Ask Your Question

Revision history [back]

click to hide/show revision 1
initial version

Assuming that the two data frames have the same schema and the same number of rows, the following Scala function can be used to replace null column values in DataFrame1 with the corresponding values in DataFrame2:

import org.apache.spark.sql.DataFrame

def replaceNullValues(df1: DataFrame, df2: DataFrame): DataFrame = {
  val columnNames = df1.columns
  columnNames.foldLeft(df1) { (tempDF, colName) =>
    tempDF.na.fill(df2.select(colName).collect()(0)(0), Seq(colName))
  }
}

The function takes two data frames as input and returns a new data frame. It starts by getting the column names of the first data frame, and then uses a fold operation to iterate over each column. For each column, the function uses the na.fill() method to replace null values in the column with the corresponding non-null value from the second data frame. The Seq(colName) parameter specifies the name of the column to fill, and the df2.select(colName).collect()(0)(0) expression selects the first non-null value from the second data frame for that column.

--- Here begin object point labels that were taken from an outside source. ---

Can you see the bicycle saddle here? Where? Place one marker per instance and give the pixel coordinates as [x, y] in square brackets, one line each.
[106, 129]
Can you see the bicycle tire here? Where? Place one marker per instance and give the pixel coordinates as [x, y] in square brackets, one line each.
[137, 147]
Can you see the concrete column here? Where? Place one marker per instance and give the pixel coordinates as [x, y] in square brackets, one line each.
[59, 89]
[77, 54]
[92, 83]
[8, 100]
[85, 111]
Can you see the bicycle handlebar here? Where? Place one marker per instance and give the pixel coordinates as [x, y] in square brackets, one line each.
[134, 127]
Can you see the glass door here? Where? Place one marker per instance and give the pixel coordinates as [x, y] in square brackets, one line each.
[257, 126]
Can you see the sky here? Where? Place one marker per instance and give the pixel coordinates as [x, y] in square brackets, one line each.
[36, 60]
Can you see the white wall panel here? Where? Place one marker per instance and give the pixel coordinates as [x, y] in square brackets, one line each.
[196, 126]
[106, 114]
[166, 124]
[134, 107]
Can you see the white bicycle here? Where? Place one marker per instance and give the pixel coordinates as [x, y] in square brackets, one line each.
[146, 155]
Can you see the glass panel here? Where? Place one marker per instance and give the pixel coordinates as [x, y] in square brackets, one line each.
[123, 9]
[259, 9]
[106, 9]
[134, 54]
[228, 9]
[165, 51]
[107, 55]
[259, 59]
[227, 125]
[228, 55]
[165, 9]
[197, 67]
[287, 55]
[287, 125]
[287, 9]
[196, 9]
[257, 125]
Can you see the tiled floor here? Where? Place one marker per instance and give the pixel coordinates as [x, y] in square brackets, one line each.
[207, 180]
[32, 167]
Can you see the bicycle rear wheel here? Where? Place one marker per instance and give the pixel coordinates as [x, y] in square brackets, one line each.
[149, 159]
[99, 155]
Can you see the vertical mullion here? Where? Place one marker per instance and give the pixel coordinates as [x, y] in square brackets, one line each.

To use the function, simply call it with the two data frames as arguments:

val df1 = ... // original data frame with some null values
val df2 = ... // data frame with replacement values for nulls
val filledDF = replaceNullValues(df1, df2)

The filledDF data frame will have the same schema and number of rows as df1, but with null values replaced by the corresponding non-null values from df2.